Brand ‘Competence’ outweighs other aspects in creating trust, according to The Brand Trust Report, India Study 2016, released by TRA recently.
The Brand Trust Report is an annual report that studies the trust held in brands through a scientific and proprietary matrix of Brand Trust. It is measured among 3000 brand influencers across 16 cities every year and it is measured on 61 different attributes of Brand Trust. Essentially PR is a fundamental trust builder and it is imperative that every PR professional understands what Brand Trust is and how it is measured. Reading this report gives the PR professional the extra scientific edge to their profession.

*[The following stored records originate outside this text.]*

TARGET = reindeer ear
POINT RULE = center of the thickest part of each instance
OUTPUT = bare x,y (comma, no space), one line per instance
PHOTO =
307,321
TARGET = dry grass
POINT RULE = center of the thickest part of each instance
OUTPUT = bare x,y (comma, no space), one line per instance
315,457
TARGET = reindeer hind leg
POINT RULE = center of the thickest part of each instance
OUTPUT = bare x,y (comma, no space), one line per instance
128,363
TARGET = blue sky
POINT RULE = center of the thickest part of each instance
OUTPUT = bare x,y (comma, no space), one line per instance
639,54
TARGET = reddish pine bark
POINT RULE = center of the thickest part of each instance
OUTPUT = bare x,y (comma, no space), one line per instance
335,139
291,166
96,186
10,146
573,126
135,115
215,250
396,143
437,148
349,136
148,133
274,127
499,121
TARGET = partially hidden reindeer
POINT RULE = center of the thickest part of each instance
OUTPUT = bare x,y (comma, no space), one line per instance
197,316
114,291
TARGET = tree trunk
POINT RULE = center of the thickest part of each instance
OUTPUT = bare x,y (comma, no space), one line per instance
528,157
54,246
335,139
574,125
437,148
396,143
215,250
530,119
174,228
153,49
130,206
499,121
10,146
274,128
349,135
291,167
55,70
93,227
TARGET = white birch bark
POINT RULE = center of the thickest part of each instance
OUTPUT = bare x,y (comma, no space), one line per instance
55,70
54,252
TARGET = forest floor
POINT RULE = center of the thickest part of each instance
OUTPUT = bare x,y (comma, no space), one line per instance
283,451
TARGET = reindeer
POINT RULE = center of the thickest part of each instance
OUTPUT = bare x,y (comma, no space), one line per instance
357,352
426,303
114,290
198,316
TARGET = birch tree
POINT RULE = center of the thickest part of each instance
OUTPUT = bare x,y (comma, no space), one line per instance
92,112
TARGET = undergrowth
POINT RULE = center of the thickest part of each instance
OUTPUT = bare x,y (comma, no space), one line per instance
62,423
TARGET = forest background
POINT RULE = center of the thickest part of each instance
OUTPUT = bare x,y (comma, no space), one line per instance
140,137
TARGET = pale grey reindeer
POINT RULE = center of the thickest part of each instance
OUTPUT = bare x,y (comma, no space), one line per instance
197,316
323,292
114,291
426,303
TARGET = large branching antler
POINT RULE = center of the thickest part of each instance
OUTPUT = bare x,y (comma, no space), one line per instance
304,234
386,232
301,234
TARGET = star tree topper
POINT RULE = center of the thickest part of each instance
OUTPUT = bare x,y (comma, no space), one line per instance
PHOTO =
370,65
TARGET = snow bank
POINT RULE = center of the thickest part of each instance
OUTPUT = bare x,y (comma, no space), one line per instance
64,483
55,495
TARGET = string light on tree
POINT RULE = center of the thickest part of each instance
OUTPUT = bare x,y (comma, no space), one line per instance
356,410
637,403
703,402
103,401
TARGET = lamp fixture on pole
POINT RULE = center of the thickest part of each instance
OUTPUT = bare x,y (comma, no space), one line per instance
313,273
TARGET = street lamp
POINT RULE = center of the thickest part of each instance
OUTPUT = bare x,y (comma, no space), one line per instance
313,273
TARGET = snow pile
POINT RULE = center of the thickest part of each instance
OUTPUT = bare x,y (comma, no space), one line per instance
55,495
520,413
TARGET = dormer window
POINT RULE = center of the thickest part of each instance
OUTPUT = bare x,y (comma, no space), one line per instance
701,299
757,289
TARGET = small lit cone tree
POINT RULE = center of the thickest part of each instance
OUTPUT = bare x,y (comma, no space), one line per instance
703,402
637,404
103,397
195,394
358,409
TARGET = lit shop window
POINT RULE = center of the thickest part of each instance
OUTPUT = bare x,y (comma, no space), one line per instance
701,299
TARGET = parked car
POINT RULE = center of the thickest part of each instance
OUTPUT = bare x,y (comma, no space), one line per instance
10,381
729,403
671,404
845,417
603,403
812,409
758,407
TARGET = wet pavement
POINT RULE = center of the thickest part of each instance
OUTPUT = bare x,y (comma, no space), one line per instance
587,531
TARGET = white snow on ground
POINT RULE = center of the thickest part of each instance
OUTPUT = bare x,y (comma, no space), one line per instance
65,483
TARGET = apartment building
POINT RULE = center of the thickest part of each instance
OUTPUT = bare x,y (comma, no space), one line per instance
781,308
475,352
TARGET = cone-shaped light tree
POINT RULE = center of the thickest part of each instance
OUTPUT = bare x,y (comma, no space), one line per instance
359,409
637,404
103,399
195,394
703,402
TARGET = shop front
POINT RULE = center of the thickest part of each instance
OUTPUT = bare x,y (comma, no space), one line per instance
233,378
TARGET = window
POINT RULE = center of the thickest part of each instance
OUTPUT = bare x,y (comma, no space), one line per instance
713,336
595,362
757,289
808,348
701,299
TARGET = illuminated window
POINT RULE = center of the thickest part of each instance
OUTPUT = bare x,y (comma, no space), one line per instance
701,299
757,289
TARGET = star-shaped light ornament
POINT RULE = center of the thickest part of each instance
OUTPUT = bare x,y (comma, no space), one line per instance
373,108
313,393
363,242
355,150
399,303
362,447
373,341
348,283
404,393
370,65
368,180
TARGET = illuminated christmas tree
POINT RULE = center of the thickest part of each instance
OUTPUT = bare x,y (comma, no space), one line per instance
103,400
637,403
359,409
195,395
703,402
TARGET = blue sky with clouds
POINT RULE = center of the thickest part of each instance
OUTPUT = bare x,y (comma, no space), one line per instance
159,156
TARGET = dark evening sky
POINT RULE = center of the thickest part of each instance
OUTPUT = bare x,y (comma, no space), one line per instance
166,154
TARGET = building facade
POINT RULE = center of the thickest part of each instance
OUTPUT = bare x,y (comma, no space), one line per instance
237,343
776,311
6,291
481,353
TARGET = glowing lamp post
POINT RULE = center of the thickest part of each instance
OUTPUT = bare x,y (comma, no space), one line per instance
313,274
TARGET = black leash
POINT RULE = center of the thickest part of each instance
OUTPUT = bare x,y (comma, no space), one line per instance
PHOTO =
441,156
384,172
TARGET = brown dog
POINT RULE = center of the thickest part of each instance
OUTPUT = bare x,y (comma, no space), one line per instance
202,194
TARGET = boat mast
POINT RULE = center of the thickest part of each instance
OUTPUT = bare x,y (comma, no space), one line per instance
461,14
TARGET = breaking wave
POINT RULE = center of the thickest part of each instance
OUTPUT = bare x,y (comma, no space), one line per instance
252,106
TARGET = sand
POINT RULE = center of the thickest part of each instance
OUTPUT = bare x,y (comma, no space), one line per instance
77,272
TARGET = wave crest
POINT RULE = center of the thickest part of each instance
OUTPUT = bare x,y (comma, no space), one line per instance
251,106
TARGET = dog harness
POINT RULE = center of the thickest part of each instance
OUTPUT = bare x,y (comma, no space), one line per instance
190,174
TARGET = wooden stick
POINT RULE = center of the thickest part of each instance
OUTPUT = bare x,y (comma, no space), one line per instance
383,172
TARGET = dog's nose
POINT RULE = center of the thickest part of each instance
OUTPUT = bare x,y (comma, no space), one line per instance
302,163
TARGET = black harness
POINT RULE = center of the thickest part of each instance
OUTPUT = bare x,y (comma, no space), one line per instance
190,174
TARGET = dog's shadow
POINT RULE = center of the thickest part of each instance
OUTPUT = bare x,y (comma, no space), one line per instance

‘Building customer confidence’ was the winning factor last year in the Brand-Trust Matrix. Consumers seem to have been spoilt for choice in terms of brands, according to N Chandramouli, CEO, TRA. As they begin to spend more time scrutinising brands before buying, it becomes essential for brands to maintain their credibility and reinforce consumer’s trust. “In a trust deficit market where brands are continually coming under scrutiny, a need arises for brands to appeal to the rational side of the brain. The perception of ‘competence’ therefore, enables consumers to believe what they see. Tangible outcomes matter most to the consumer in terms of gaining and maintaining ‘trust’ in brands,” he said.
PR plays a critical role in rising or falling trust levels. Essentially PR is a fundamental trust builder and it is imperative that every PR professional understands – what is Brand Trust and how it is measured. Reading this report gives the PR professional the extra scientific edge to their profession, explained Chandramouli. Trust is the fundamental substrate behind every need based transaction; and being unobtrusive and believable, PR helps build trust at the granular level. This is also because there are several levels of scrutiny involved in PR and it is not just ‘brand talk’, he felt. However, PR done wrong can also impact the brand negatively. For instance, brands which insufficiently or wrongly communicate during a crisis, can aggravate a crisis rather than quell it. This impact has a direct correlation in the Brand Trust Report rankings.
Do corporate houses, new age ventures and startups understand the importance of the ‘trust’ factor? Look around the world, almost every bank, every healthcare institution adlibs that they are ‘trusted’, he exclaimed. However, such unsubstantiated claims often work in the opposite way, giving rise to the Trust Paradox – those that claim it, without substantiation, will lose trust in the bargain. So, what is clear is that trust is considered important by brands. They have now started seeking data from us on why they are trusted (or not) and have started to use our scientific, proprietary data to hone their communication ad action strategies. The rhetoric of brands is also quickly changing from size to size of trust.
Brands understand that PR is essential, often more than advertising, he noted. But, often budgets are not allocated, and “PR suffers from a stepson syndrome”. Such brands do not gain commensurate trust, only visibility which often gets confused for trust. Some brands which use the true power of PR, gain trust in the long run and also maintain it, he concluded.
The Brand Trust Report highlights how building ‘trust’ is an essential factor of a communication strategy. The 2016 study involved 18,000 hours of fieldwork covering 2500 consumer-influencers across 16 cities in India and generated 6 million data-points. This is India’s only comprehensive primary study on Brand Trust, published annually since 2011.